Below is an excerpt from a piece titled "Our City Niece" published in Peterson Magazine ©1889. I've left the spellings as it was written, in part because I believe the author of the work was trying to convey the speech of their character. What I find interesting in this tidbit is a few things. The terms for salesladies or store gals and the question that the lower income worker asks at the end of this excerpt. Enjoy!
They dassen't walk up and shake hands with a decently-dressed respectable, woman because she ain't '-in our set." I'm speakin' of the rich ones, you see.
And the workin' wimmen — they ain't independent as they mite be. They. do want to foller their rich sisters—so they buy cheap stuff for dresses, and then git 'em made up with all the trimmin' the fashion allows; wear cotton velvet, when cashmere or suthin' else would look so much better.
Then they has their "set" to go in as well as the tony ones.
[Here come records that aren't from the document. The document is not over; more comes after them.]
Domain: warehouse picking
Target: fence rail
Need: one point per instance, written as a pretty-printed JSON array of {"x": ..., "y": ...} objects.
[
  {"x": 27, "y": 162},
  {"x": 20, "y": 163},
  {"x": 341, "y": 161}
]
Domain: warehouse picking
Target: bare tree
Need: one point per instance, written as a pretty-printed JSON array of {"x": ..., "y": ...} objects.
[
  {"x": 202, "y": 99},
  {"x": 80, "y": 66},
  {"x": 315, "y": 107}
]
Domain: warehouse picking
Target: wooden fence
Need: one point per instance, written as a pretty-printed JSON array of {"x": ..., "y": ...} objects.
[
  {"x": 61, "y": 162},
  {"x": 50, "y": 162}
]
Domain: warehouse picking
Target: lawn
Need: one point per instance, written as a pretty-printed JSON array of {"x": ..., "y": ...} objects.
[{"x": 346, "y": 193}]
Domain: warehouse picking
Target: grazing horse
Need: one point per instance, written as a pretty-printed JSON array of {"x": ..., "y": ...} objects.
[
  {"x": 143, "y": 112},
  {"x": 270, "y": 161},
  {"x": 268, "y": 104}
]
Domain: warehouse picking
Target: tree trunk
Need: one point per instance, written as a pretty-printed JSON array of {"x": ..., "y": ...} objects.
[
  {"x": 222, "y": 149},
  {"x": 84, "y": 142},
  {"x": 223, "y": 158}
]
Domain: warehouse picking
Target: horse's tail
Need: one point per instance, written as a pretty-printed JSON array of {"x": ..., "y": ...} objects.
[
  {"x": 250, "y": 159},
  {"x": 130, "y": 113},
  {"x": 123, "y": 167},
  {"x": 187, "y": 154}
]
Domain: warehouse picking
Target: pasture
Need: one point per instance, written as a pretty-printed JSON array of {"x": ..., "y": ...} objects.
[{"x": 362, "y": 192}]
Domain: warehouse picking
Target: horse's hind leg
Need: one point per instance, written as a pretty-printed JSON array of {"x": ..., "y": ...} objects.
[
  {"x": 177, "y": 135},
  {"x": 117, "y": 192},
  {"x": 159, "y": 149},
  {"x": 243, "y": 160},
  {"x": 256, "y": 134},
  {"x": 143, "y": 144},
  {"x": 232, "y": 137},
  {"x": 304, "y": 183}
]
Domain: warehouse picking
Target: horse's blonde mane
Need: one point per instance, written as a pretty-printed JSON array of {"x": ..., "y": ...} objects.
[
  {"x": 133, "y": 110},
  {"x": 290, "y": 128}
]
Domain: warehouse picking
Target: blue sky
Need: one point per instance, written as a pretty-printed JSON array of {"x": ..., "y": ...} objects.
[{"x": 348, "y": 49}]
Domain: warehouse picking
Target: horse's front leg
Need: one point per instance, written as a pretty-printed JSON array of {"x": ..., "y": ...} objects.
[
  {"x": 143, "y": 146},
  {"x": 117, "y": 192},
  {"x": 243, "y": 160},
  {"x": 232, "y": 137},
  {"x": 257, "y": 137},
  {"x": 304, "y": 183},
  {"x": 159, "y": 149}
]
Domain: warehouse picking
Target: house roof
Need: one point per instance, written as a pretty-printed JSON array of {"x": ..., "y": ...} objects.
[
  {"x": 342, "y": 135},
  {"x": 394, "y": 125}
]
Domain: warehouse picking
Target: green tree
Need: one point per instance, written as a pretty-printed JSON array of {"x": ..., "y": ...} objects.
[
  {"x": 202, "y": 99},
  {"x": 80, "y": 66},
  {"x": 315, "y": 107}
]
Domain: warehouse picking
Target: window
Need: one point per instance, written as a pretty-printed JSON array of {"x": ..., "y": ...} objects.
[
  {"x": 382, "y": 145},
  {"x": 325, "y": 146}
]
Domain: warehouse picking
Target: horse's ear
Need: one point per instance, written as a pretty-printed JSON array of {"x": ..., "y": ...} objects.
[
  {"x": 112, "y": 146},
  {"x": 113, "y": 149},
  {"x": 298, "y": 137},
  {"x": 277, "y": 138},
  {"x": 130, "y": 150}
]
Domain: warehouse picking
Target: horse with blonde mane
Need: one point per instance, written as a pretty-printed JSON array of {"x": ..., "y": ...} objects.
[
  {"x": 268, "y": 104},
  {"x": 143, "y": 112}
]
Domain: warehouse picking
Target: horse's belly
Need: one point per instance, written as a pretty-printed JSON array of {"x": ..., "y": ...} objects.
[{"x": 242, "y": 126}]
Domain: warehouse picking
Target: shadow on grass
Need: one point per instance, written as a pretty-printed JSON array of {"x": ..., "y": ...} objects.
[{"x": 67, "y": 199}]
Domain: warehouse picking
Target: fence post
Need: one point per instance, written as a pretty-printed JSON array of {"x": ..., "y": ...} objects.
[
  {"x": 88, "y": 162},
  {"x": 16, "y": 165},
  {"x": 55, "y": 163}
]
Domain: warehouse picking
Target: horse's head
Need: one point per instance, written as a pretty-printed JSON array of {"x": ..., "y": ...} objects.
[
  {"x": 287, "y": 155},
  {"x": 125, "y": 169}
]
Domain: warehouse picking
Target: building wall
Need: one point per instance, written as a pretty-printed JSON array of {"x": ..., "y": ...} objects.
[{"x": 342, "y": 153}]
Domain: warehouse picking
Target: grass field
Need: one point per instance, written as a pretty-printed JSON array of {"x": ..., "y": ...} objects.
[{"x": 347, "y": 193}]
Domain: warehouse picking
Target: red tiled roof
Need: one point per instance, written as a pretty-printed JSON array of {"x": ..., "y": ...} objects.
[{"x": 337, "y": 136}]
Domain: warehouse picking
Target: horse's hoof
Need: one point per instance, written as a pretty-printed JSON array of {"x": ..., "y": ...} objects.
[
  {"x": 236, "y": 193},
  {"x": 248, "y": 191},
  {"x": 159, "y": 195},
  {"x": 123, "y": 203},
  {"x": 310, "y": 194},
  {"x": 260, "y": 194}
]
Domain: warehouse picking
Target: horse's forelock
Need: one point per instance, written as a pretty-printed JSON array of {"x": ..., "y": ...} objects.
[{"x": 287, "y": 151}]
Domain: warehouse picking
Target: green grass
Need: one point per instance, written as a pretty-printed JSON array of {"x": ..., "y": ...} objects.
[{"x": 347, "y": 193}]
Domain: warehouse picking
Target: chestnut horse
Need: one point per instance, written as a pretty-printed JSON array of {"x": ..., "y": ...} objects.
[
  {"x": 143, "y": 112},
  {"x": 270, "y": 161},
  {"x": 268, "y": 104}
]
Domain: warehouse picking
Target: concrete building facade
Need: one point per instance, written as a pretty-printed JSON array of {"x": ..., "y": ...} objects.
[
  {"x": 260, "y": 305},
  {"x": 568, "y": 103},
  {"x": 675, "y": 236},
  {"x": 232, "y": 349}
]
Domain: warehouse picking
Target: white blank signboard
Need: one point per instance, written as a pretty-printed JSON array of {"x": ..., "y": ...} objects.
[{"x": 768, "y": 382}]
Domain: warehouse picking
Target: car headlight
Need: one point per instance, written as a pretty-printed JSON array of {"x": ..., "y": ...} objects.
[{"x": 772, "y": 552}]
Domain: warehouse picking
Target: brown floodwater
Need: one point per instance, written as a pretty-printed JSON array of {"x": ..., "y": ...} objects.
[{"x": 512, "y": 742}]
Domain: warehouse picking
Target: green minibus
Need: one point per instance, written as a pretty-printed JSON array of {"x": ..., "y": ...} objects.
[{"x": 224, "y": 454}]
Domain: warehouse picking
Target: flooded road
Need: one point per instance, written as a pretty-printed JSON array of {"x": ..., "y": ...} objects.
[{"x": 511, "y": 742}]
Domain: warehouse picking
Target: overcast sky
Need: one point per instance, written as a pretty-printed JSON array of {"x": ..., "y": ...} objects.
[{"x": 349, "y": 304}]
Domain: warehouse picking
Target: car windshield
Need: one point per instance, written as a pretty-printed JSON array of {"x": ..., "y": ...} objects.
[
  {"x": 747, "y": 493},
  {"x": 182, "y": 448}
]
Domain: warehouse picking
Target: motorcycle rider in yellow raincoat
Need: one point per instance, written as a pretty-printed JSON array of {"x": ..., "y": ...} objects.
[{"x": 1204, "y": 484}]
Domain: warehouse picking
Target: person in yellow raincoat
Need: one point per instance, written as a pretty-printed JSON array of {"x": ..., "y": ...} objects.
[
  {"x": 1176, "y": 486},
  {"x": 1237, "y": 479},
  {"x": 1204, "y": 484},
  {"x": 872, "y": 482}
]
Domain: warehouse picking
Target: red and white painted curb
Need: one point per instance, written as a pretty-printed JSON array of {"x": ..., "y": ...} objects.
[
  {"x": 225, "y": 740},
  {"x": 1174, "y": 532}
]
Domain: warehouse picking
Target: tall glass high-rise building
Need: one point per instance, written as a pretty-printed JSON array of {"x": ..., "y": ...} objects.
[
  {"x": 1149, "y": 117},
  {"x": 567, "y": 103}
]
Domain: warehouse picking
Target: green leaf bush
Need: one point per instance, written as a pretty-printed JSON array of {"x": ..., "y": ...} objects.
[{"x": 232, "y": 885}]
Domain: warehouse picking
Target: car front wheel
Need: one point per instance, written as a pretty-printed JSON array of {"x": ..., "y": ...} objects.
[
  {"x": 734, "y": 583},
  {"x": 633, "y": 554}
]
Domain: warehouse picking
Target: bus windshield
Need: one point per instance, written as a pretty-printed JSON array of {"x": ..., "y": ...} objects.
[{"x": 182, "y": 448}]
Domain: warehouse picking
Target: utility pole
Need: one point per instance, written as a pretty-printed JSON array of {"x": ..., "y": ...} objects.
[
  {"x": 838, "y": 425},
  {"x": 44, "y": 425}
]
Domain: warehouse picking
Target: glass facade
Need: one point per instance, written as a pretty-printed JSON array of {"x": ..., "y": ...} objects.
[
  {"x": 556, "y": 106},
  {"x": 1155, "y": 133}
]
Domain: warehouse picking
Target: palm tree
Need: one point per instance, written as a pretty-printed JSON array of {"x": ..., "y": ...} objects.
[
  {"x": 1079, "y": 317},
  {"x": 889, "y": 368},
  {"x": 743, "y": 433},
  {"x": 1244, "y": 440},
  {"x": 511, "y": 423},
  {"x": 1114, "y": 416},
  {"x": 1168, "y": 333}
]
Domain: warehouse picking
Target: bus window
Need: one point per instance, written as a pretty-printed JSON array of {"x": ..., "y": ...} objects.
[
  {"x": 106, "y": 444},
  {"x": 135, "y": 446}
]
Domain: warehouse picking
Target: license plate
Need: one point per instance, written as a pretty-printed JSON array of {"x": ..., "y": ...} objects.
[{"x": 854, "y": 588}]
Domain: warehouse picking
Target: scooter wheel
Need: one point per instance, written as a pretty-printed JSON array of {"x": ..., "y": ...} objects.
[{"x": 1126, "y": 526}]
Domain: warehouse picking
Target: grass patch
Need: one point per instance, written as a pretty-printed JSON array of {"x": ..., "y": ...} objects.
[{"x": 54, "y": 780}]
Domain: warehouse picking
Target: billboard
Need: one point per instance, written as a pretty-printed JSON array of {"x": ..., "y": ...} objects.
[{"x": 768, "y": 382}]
The gal who stands behind the counter in the big dry-goods stores rigs out in all the fine feathers she can command; and, if a woman cums in to trade that ain't got up in style, she gits looked over with a cool stare, and is waited on with a sort of I-don't-carewhether-you-are-suited-or-not air — or, mebbe, snubbed outright.
These store-gals—or "salesladies," as they like to be called—look down on the shop-gals and factory-operatives, and they, in turn, snub and slight the honest pure-minded gals that do housework for a livin'. I wish sumbody would ixplain why one kind of work ain't jest as honorable as another, providin' it is honest respectable labor.